"Anyway, I keep picturing all these little kids playing some game in this big field of rye and all. Thousands of little kids, and nobody's around - nobody big, I mean - except me. And I'm standing on the edge of some crazy cliff. What I have to do, I have to catch everybody if they start to go over the cliff - I mean if they're running and they don't look where they're going I have to come out from somewhere and catch them. That's all I'd do all day. I'd just be the catcher in the rye and all." --Holden Caulfield from The Catcher in the Rye
I thought about this quote earlier today when Ann sent me a story about a Czech mother who locked up and tethered her 7 yr. old son in a basement and was eating him alive. The boy was found with his 9 yr. old brother who was also abused. The children were found by chance by a neighbor who picked up images of them on his baby monitor. It was a crazy story that only began to get more complicated since the mother posed as the sister of the two victims. Ill. This is only the most recent mind boggling story to come out of these "sleepy" countries.

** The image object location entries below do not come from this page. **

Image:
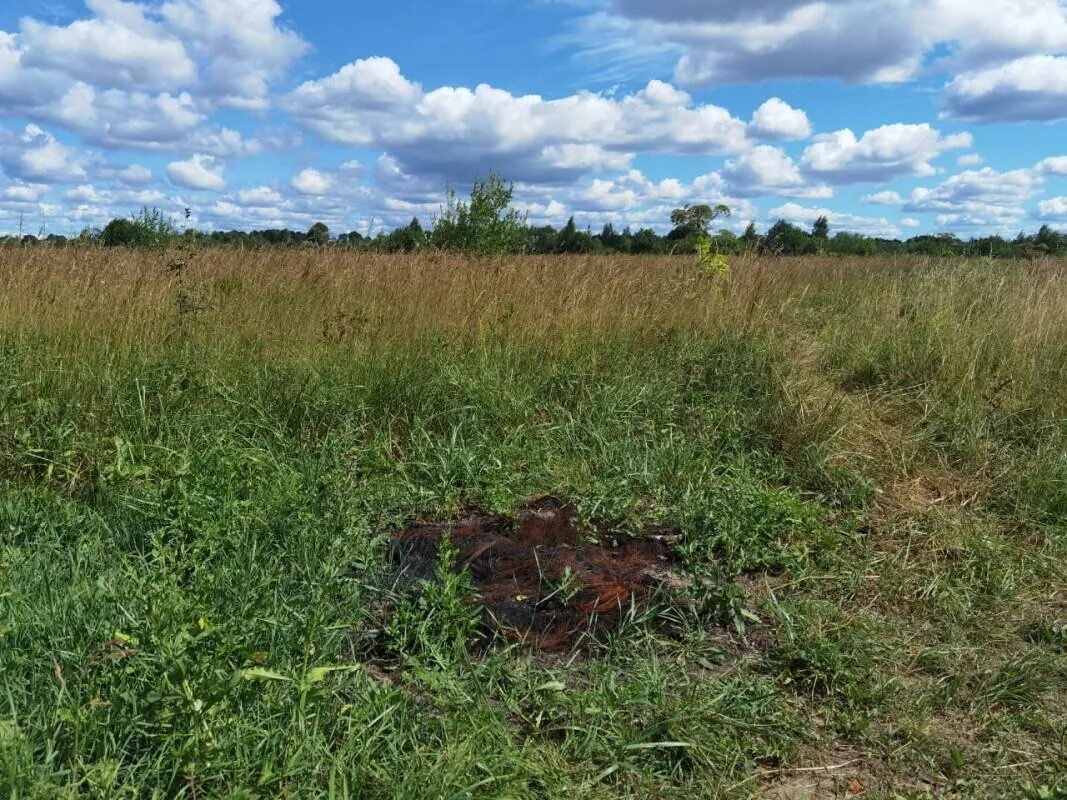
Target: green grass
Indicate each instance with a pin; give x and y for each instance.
(868, 465)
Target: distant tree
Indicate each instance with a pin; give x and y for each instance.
(572, 240)
(318, 235)
(484, 225)
(648, 242)
(785, 239)
(149, 228)
(693, 221)
(750, 239)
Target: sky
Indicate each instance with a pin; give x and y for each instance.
(891, 117)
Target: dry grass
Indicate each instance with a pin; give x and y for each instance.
(887, 437)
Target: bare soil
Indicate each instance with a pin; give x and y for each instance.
(540, 576)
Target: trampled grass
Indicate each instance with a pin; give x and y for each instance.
(865, 463)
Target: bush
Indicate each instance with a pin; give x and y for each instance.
(147, 229)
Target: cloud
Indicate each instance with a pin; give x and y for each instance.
(977, 198)
(37, 156)
(120, 47)
(856, 41)
(240, 45)
(1054, 165)
(1029, 89)
(777, 121)
(136, 175)
(312, 181)
(200, 172)
(844, 222)
(1053, 210)
(766, 170)
(882, 154)
(261, 196)
(461, 131)
(885, 198)
(148, 75)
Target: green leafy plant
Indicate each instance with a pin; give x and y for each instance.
(484, 225)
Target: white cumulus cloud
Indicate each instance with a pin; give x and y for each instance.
(200, 172)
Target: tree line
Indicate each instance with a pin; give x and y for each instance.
(486, 224)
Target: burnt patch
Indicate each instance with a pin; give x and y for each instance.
(540, 577)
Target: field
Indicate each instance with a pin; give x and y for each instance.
(858, 467)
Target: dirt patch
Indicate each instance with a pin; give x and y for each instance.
(539, 576)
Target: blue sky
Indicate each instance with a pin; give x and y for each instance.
(893, 117)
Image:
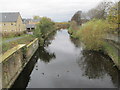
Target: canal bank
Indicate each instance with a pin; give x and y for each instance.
(14, 60)
(61, 63)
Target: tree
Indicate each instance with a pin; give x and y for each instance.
(36, 17)
(114, 15)
(45, 26)
(100, 11)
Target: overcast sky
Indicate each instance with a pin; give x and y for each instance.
(57, 10)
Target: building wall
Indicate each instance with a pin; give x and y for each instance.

In April I believe, an Australian man was arrested for kidnapping and sequestering his daughter and their children for 24 years. Apparently, he built a trap room under the basement, drugged his daughter, and faked her running away with a cult. Over the course of 24 years, he had seven children with her, one of whom died. Three of the children lived with him and his wife, the daughter's mother, who claimed that she knew nothing about her husband's extra-curricular activities.
This case came on the heels of another case happening 2 years prior in the same country. A girl who was kidnapped at age 10 as she was walking to school, managed to escape her captor8 yrs. later. The dastardly kidnapper threw himself in front of a train when her learned of her escape.
Each time I read stories like these, many things run through my mind:
1. How can people so cruel?
2. If you can't trust your family, who can you trust?
3. And this is the thought that kills me more than anything, who else? The idea that there might be some poor, helpless child locked up with no chance of escape kills me which leads me back to the quote with which I started.
I want to be the catcher in the rye, not saving children from going over the precipice of childhood into adulthood, but from going over the cliff of happiness and lightheartedness into the abyss of suffering both physically and mentally. I just want to protect them, to set up a sanctuary where they can stay to live out their dreams, to be free, and pure and beautiful.
I never want to have children. There are too many children who need someone to care for them who need someone to care for them. I'd rather make the world's unloved, parentless, lonely, poor, unlucky children my children.
I want people to look at me and say, "God that girl has got a good/pure heart." She's a little mysterious/aloof/quirky/eccentric/whatever, but damn she's got a good heart.
When I was young, I used to watch reruns of Alby Mangels' World Safari with my family. I wanted (and still kind of do) want to be Alby Mangels.
The profile pic is not of me, but of my sister. She drew it. I liked it. Ashley posted it.